Revision Control System (RCS)
CONCEPTS
- RCS saves all revisions in a space efficient way.
Changes do not destroy the original.
- Revisions can be retrieved according to ranges of revision
numbers, symbolic names, dates, authors, and states.
- RCS maintains a complete history of changes.
- RCS resolves access conflicts. When two or more programmers
wish to modify the same revision, RCS alerts the pro-
grammers and prevents one modification from corrupting
the other.
- Control releases and configurations. Revisions can be
assigned symbolic names and marked as released, stable,
experimental, etc. With these facilities,
configurations of modules can be described simply and
directly.
- RCS needs little extra space for the revisions (only
the differences). If intermediate revisions are deleted, the
corresponding changes are compresse accordingly.
COMMANDS
- ci filename: Check in a file, filename, under RCS.

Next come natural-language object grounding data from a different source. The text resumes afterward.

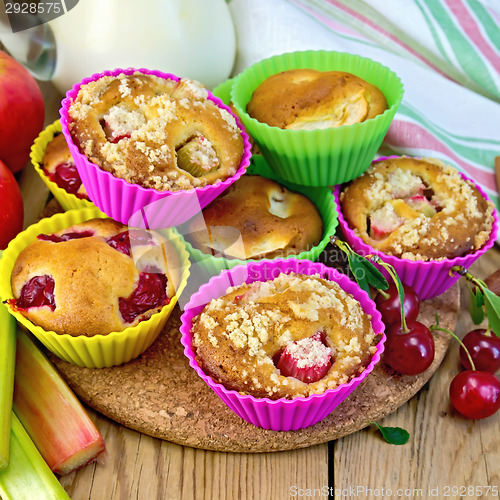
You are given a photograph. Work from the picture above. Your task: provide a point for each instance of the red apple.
(11, 206)
(22, 112)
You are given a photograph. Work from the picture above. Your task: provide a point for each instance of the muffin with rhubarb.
(140, 136)
(287, 337)
(420, 215)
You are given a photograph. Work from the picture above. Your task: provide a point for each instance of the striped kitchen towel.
(447, 53)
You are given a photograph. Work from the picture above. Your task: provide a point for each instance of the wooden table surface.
(446, 456)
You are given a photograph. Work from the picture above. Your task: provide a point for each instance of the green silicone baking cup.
(319, 157)
(67, 200)
(322, 198)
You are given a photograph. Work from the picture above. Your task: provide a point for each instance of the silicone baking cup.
(212, 265)
(428, 278)
(281, 414)
(67, 200)
(98, 351)
(133, 204)
(319, 157)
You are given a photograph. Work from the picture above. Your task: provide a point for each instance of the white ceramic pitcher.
(190, 38)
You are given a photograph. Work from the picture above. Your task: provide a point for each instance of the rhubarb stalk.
(7, 362)
(51, 413)
(28, 476)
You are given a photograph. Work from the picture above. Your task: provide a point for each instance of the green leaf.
(476, 303)
(393, 435)
(492, 303)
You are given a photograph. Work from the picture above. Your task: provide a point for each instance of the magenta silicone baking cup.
(428, 278)
(281, 414)
(133, 204)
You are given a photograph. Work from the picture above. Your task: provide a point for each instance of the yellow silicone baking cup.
(98, 351)
(67, 200)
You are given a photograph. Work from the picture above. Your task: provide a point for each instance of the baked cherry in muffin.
(59, 166)
(294, 335)
(417, 209)
(94, 278)
(270, 219)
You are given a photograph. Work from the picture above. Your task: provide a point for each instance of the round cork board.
(161, 395)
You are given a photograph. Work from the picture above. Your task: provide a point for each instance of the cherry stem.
(437, 327)
(377, 260)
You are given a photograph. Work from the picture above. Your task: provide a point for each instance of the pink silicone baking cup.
(281, 414)
(133, 204)
(428, 278)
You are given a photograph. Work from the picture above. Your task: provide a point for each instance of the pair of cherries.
(475, 391)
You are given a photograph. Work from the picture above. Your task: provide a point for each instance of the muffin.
(151, 148)
(256, 218)
(308, 99)
(58, 165)
(156, 132)
(303, 368)
(94, 278)
(294, 335)
(417, 209)
(316, 153)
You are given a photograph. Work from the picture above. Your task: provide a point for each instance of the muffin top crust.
(94, 278)
(155, 132)
(417, 209)
(322, 331)
(308, 99)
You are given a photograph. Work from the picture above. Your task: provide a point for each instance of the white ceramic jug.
(190, 38)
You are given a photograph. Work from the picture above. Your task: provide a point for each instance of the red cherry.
(149, 293)
(65, 237)
(307, 360)
(390, 306)
(475, 394)
(37, 292)
(484, 350)
(410, 352)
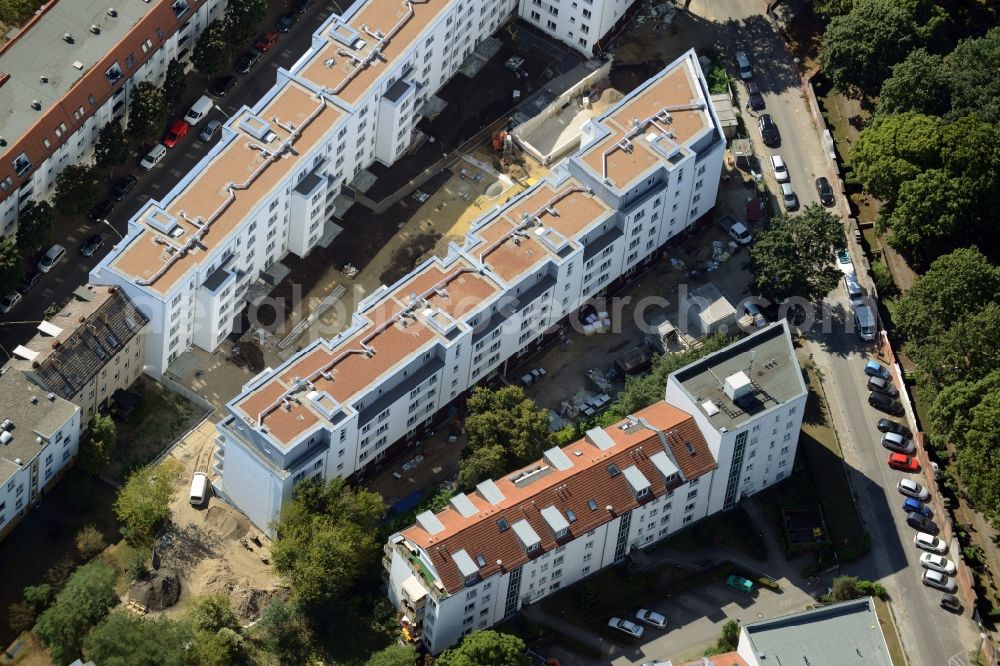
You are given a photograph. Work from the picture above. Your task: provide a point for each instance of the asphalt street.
(73, 271)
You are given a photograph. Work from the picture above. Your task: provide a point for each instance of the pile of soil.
(158, 591)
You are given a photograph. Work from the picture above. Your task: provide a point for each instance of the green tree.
(175, 84)
(327, 538)
(76, 190)
(486, 647)
(34, 225)
(211, 51)
(895, 149)
(125, 639)
(99, 445)
(111, 149)
(148, 112)
(88, 596)
(394, 655)
(955, 286)
(792, 257)
(860, 47)
(143, 503)
(934, 214)
(921, 83)
(975, 85)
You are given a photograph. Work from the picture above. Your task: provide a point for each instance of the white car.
(939, 580)
(779, 168)
(626, 627)
(743, 63)
(938, 563)
(912, 489)
(929, 543)
(651, 618)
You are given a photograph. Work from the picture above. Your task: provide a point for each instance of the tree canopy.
(327, 538)
(486, 647)
(792, 258)
(85, 600)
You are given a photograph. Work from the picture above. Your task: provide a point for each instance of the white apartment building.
(268, 185)
(647, 170)
(579, 23)
(39, 438)
(69, 72)
(585, 506)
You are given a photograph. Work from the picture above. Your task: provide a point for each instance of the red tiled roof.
(588, 479)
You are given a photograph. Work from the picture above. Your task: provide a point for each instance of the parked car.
(222, 85)
(938, 563)
(286, 22)
(754, 98)
(779, 168)
(789, 198)
(912, 505)
(951, 603)
(651, 618)
(29, 281)
(9, 302)
(769, 130)
(266, 41)
(743, 65)
(898, 443)
(931, 544)
(903, 462)
(100, 210)
(884, 403)
(629, 628)
(938, 580)
(888, 425)
(124, 185)
(91, 245)
(153, 157)
(911, 488)
(921, 523)
(824, 191)
(740, 583)
(175, 133)
(885, 386)
(51, 258)
(876, 369)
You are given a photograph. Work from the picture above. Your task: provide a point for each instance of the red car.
(903, 462)
(267, 40)
(176, 132)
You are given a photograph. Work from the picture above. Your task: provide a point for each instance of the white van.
(865, 321)
(51, 258)
(199, 489)
(199, 110)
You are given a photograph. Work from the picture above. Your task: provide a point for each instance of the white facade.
(521, 269)
(452, 606)
(163, 42)
(578, 23)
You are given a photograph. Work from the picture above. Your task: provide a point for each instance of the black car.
(222, 85)
(91, 245)
(123, 187)
(247, 60)
(286, 22)
(29, 281)
(825, 191)
(754, 98)
(769, 131)
(922, 523)
(888, 425)
(101, 210)
(951, 603)
(884, 403)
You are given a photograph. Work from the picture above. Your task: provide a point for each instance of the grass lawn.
(889, 631)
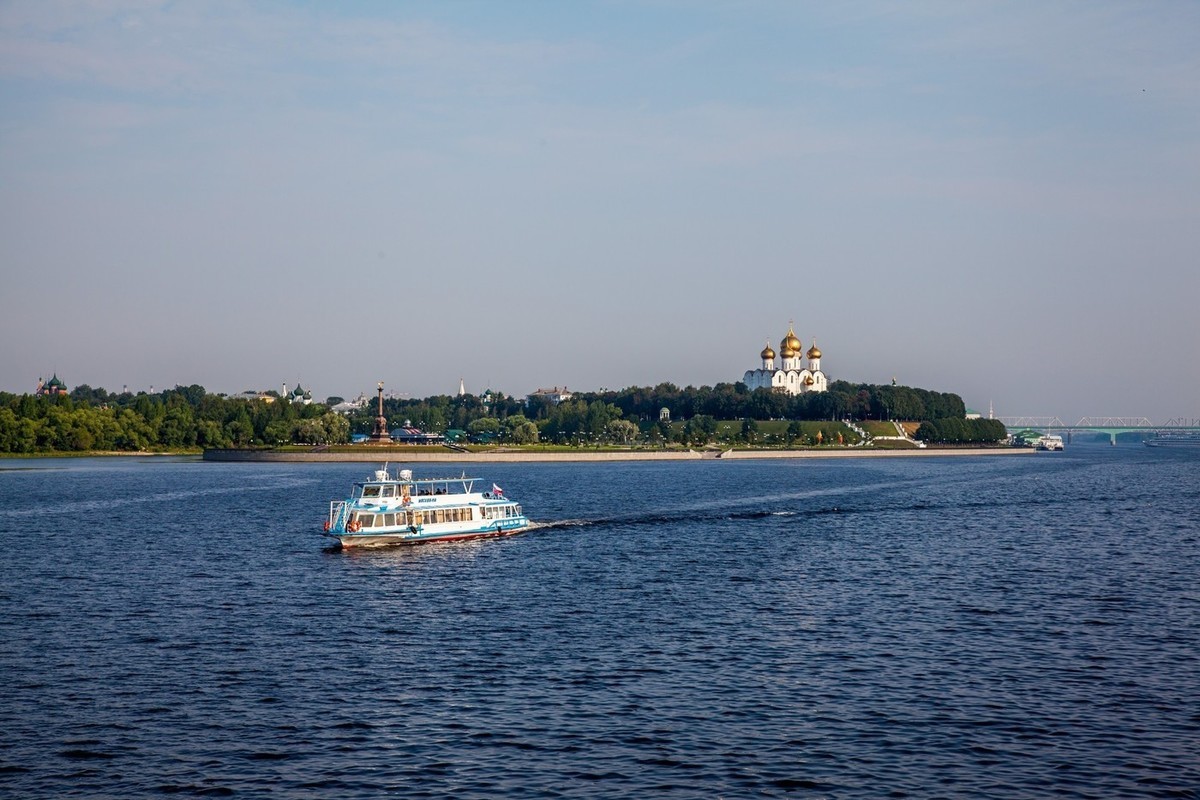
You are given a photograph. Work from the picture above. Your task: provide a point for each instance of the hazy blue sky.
(995, 199)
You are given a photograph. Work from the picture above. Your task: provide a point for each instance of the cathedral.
(792, 376)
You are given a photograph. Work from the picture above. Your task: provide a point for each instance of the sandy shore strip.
(423, 455)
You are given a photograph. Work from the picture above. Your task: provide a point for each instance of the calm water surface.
(924, 627)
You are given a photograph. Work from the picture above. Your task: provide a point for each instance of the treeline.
(643, 404)
(179, 419)
(961, 432)
(189, 416)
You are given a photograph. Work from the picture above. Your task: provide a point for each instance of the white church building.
(792, 376)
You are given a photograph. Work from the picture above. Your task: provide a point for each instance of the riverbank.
(423, 455)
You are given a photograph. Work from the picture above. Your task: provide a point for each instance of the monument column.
(381, 435)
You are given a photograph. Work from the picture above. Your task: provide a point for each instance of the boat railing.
(337, 513)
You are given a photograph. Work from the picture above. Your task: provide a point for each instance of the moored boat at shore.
(1050, 441)
(402, 510)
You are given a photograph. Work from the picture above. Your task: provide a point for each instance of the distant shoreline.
(419, 456)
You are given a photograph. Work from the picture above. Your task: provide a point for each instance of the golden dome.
(791, 343)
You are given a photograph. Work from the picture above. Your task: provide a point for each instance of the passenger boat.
(1050, 441)
(402, 510)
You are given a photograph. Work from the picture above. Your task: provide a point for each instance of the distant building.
(792, 376)
(349, 407)
(555, 395)
(299, 396)
(53, 388)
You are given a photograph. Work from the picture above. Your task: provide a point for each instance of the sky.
(995, 199)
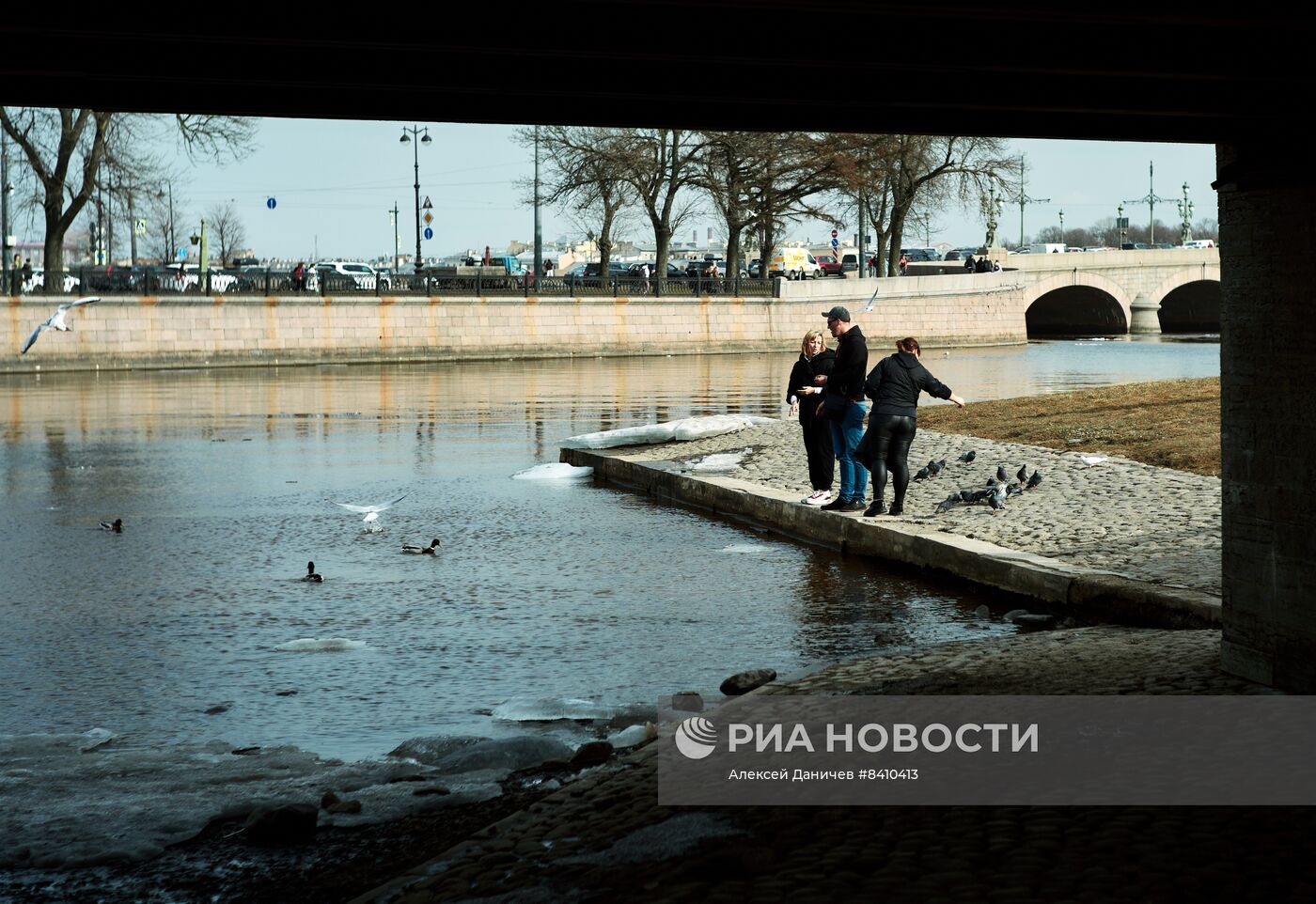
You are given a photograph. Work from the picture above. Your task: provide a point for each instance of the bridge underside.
(1075, 311)
(1193, 308)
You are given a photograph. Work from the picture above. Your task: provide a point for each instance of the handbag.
(835, 407)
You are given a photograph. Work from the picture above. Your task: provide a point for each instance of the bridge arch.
(1190, 300)
(1076, 303)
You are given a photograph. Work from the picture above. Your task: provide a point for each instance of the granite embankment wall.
(131, 332)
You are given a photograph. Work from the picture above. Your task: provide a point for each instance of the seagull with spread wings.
(371, 512)
(56, 320)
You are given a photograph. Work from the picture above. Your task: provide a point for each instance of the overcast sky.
(333, 183)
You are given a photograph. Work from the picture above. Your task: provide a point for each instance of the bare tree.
(68, 150)
(660, 164)
(760, 180)
(898, 173)
(583, 180)
(227, 227)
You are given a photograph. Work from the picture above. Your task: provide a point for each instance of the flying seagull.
(371, 512)
(56, 320)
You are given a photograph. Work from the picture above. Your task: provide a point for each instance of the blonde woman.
(805, 397)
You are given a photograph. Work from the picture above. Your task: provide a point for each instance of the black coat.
(852, 364)
(803, 374)
(895, 383)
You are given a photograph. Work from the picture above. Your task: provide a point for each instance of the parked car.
(39, 280)
(961, 254)
(831, 266)
(920, 254)
(351, 275)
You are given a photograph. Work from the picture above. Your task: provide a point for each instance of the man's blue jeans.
(845, 440)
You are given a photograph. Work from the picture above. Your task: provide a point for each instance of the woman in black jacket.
(894, 385)
(815, 358)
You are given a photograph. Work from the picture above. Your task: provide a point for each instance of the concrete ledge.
(1089, 591)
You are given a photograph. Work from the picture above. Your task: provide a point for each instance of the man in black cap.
(846, 382)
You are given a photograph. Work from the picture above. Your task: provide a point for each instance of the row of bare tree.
(759, 181)
(78, 157)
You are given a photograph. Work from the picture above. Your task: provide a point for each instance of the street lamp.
(424, 140)
(1186, 217)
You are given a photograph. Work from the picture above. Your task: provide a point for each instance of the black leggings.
(891, 436)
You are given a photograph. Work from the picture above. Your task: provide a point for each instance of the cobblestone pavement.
(605, 838)
(1147, 522)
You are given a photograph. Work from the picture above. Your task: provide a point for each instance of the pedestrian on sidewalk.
(805, 395)
(842, 404)
(894, 387)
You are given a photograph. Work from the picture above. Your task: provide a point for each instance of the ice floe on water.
(552, 709)
(682, 430)
(746, 549)
(78, 799)
(320, 645)
(555, 472)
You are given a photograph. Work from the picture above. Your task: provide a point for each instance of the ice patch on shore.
(719, 462)
(555, 472)
(320, 645)
(70, 804)
(682, 430)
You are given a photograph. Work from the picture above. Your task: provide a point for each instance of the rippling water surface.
(542, 591)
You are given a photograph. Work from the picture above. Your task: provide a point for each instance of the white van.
(795, 263)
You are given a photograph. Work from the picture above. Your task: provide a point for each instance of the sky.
(333, 183)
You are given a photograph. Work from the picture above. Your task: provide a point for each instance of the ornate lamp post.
(424, 140)
(1186, 217)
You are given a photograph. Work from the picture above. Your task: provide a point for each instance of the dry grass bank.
(1167, 423)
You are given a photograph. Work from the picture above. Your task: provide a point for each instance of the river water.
(549, 598)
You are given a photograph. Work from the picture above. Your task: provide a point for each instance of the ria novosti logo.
(697, 737)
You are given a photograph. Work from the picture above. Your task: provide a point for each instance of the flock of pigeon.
(996, 491)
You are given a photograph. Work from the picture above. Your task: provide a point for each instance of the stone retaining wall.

- co -l filename: Check out a file, filename, for editing
- co filename: Check out a file, filename, for read-only access
- rcsdiff filename: Show differences between a file, filename,
and its reference copy.
- rcs -l filename: Lock changes to a file (if checked out) or lock the
file so only you can check it out (if it is not already checked out).
REMARKS
- RCS was developed after SCCS.
- RCS uses fewer commands than SCCS, requiring less memorization by the user.